Balairung Sari Tabek Wujud Harmonis Budaya Musyawarah Masyarakat Minangkabau
Dari Balairungsari Tabek saya meneruskan perjalanan menuju Situs Batu Batikam.
Saya memarkirkan kendaraan di tepi jalan dan menaiki beberapa anak tangga, ya situs ini dibangun lebih tinggi dari jalan.
Pada saat saya datang, sudah ada pengunjung lainnya. Mereka adalah pelajar dari Batusangkar yang menyempatkan mengisi waktu luangnya melihat Batu Batikam.
Salut juga dengan anak muda di zaman sekarang yang masih mau memperhatikan situs cagar budaya.
Situs ini luasnya 1800 m2, dahulu berfungsi sebagai medan nan bapaneh yakni tempat bermusyawarah kepala suku.
Susunan batu – batu seperti sandaran tempat duduk. Berbentuk persegi Panjang melingkar.

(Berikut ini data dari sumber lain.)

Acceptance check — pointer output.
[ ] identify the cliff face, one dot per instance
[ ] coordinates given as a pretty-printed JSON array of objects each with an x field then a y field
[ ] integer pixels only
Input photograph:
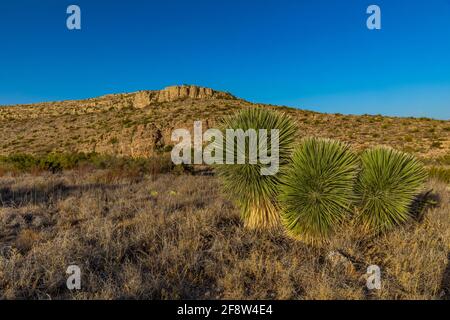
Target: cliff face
[{"x": 170, "y": 94}]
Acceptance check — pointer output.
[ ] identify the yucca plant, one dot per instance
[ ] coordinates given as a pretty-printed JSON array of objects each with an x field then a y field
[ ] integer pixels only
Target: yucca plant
[
  {"x": 387, "y": 185},
  {"x": 317, "y": 191},
  {"x": 256, "y": 193}
]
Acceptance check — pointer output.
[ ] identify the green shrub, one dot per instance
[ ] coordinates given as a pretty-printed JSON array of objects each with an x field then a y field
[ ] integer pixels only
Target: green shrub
[
  {"x": 255, "y": 193},
  {"x": 387, "y": 185},
  {"x": 317, "y": 191}
]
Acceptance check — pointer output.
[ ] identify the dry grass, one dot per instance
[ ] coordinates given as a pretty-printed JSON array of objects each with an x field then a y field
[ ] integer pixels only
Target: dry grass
[{"x": 175, "y": 237}]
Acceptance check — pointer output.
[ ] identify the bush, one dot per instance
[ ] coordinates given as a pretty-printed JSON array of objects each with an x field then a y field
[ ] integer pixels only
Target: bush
[
  {"x": 57, "y": 162},
  {"x": 387, "y": 185},
  {"x": 317, "y": 191},
  {"x": 255, "y": 193}
]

Pada bagian tengah terdapat Batu Batikam (batu berlubang) dari bahan batuan andesit.
Batu ini berukuran 55 X 20 X 45 Centimeter, berbentuk hampir segitiga terbalik.
Menurut kepercayaan tradisional Minangkabau, kemunculan Batu Batikam berasal dari adanya selisih paham dalam menentukan sistem pemerintahan adat antara dua orang kakak beradik yang Bernama Datuak Parpatiah Nan Sabatang dan Datuk Katumanggungan.
Datuk Parpatiah Nan Sabatang mengusung sistem pemerintahan keselarasan Bodi Chaniago, sedangkan Datuk Katumanggungan dengan sistem pemerintahan kelarasan Koto Piliang.
Karena keduanya memiliki perbedaan dalam penerapan sistem pemerintahan, keduanya memutuskan untuk berunding dengan cara musyawarah.
Namun, perundingan tersebut tidak berjalan dengan lancar karena Datuk Parpatiah memutuskan untuk menancapkan kerisnya ke sebuah batu hingga berlubang dan batu itu dibuang ke Sungai.
Tujuannya ia melakukan hal tersebut ialah agar perselihan itu segera selesai dan tidak dilakukan lagi pada keesokan harinya.
Konon, batu yang ditancap keris itu lah yang sekarang dikenal sebagai Batu Batikam.
Dengan adanya peristiwa ini, maka perselihan adat telah dapat diselesaikan, dan kemudian terbentuklah suatu keselarasan yang didasarkan pada karakter kedua tokoh tersebut, yaitu keselarasan Suku Koto Piliang dan Suku Bodi Chaniago.
Koto Piliang merupakan keselarasan Datuk Katemanggungan yang bersifat aristokrat, sedangkan Bodi Chaniago merupakan keselarasan dari Datuk Parpatih Nan Sabatang yang bersifat demokratis.